Come se non bastasse, una band di musica  vintage ha suonato per me: vi ricordate che vi dicevo che il mio nonno Roberto suona la batteria? Ecco, il suo gruppo “I Ragazzi Soli o Soli vintage band”… che emozione! Sono stati presenti anche alcuni amici cari della mamma, e che mi hanno conosciuta nei miei primi due mesi di vita in Italia, prima di andare in Spagna dove poi, sono rimasta (vi racconterò un giorno quali erano i piani originali dei miei genitori…). 

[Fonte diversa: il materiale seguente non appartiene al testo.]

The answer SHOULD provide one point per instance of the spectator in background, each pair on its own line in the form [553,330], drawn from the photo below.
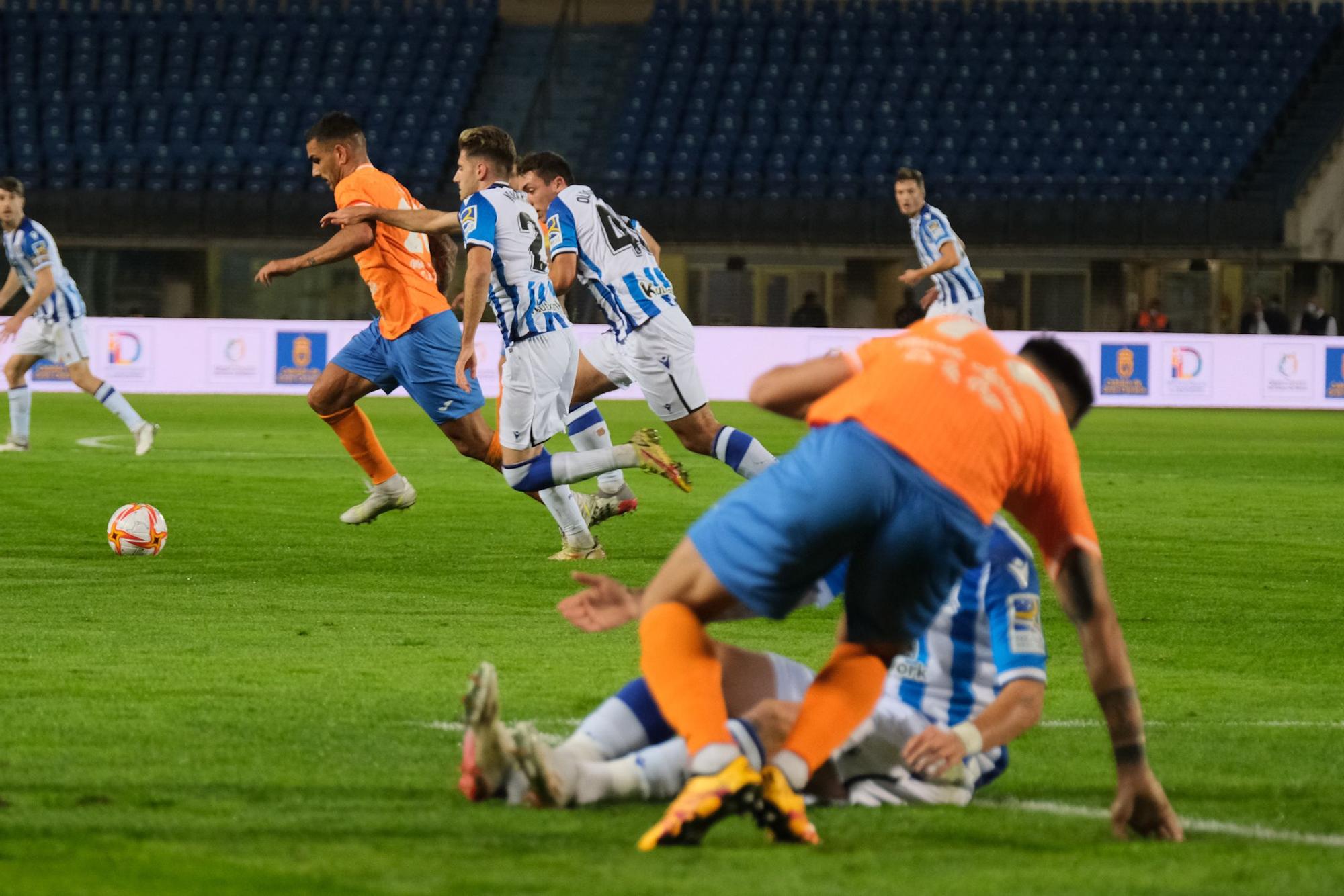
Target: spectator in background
[1151,320]
[810,314]
[1253,322]
[1275,316]
[909,312]
[1316,322]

Le donazioni della serata sono state destinate come sempre al nostro sogno: la ricerca sulla glicogenosi 1B!Assieme agli G.I.A. di cui vi ho parlato, un altro gruppo di G.I.A!! I soci del Club Filippo Pescosolido che quest’anno hanno autonomamente deciso, una volta appresa la notizia della mia malattia, di scegliere me e la nostra causa, come una delle persone a cui donare un contributo. Grazie guerrier@, sono grata e commossa per tanto sostegno!! 


Insomma i massaggi al cuore sono stati tanti quella sera. Grazie Elena, Sara, Alessandra, Nadia, Alessandro e tutti gli amici che hanno partecipato – Stivale, Veneto e Friuli in action! 

“Ogni giorno faccio galleggiare le mie barchette di carta ad una ad una giù per la corrente del fiume. A grandi lettere su di esse scrivo il mio nome ed il nome del mio villaggio. Spero che un giorno, in qualche paese straniero, qualcuno le trovi e sappia chi sono….Quando scende la notte comincio a sognare che le mie barchette di carta galleggino sotto le stelle. In esse viaggiano le fate del sonno ed il loro carico è un cesto pieno di sogni”  Tagore.